Live like you are dying. Live each moment like it’s your last. Dance like no one is watching. Song lyrics, bumper stickers, and clever wall art surround us with inspirational messages reminding us to capture each moment and treasure it. In vulnerable moments we privately pledge to live better, love more, and be thankful for the time we have.
And yet, how many of us, if honest, would reluctantly admit we spend most of our minutes racing through life, managing chaos rather than stopping to smell the proverbial roses.
Embracing each moment, living with no regret, and living life to the fullest. I want to live like the songs suggest, but sadly, the tyranny of the urgent often barricades me from achieving a thankful life.
My dear friend was declared cancer free. She returned home from her final treatment tired but exultant. She had been given a second chance at life and she wanted to share that moment with me. She invited me to her home to pray, sing, and relish her renewed sense of thanksgiving.
I can’t recall now what urgent matter prevented me from accepting her precious invitation. Maybe a sick child, a necessary trip to the store, or some other fleeting need loomed large with inflated importance at the time of the call. I will see her next week, when it is more convenient, I probably reasoned.
A few weeks later she lay dying in a hospital bed. The doctors missed something. When I arrived at her bedside, she said quietly, “My Trish Propson, you finally came.”
I have never forgotten her words or her face in our final moment. Walking numbly back to my car after I kissed her goodbye for the last time, I was battered by an ugly truth. I missed a profound moment with my precious friend and I could never reclaim it. I would never have a second chance to recreate an intimate moment of thanksgiving with her.
That moment impacted me. With fierce commitment I vowed to seize thanksgiving and live with no regret for any more lost moments in my life.
Humbly, nearly two decades later, I often find myself enslaved to the urgent, meaningless tasks that prevent me from embracing thankfulness. A few more regrets have piled up.
Another dear friend recently challenged me to chronicle the moments I am thankful for. She gave me a simple glass jar and a pretty notepad. I was to write down one thing I was thankful for every day as a reminder to savor the true, noble, right, lovely, admirable, excellent and praiseworthy moments in each day. The first card was thankfulness for her friendship.
During a recent personal tragedy, I purchased yet another cliché plaque to hang in my home. “Life isn’t about calming the storm; it is about learning to dance in the rain.”
I wish I could say I have learned to approach every new day with thanksgiving, I have embraced each moment like it was my last, or even that I have learned to dance in the rain. I haven’t. But I am more aware of my propensity to ignore the beautiful moments of life, choosing instead to trudge through each day managing chaos.
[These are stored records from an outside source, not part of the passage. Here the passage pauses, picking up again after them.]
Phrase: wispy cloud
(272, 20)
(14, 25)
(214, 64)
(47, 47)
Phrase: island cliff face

I am thankful for that new awareness. I hope I am learning to live with fewer regrets, taking time each day to recognize moments I can truly be thankful for.
How can we live like the bumper stickers and songs proclaim? Think about integrating these ideas of thanksgiving into each day.
1) Take inventory of your life. Make a list of things you are thankful for, even if it is forced and you don’t quite believe it.
2) Slow down. Are you missing the beautiful moments that cause an attitude of gratitude? Cut something out of your busy schedule to help change your perspective.
3) Let someone you love know you are thankful for their presence in your life. Tell them something specific you are thankful for about them.
4) Write a thank you note. Old fashioned? Maybe, but taking time to write a thank you note forces you to stop and think about something lovely another person has done for you. Receiving your card may cause thankfulness in them as well.
5) Make a thanksgiving jar. Every day write down one thing you are thankful for.
Read through them occasionally to remind yourself to be thankful for each beautiful moment you are given.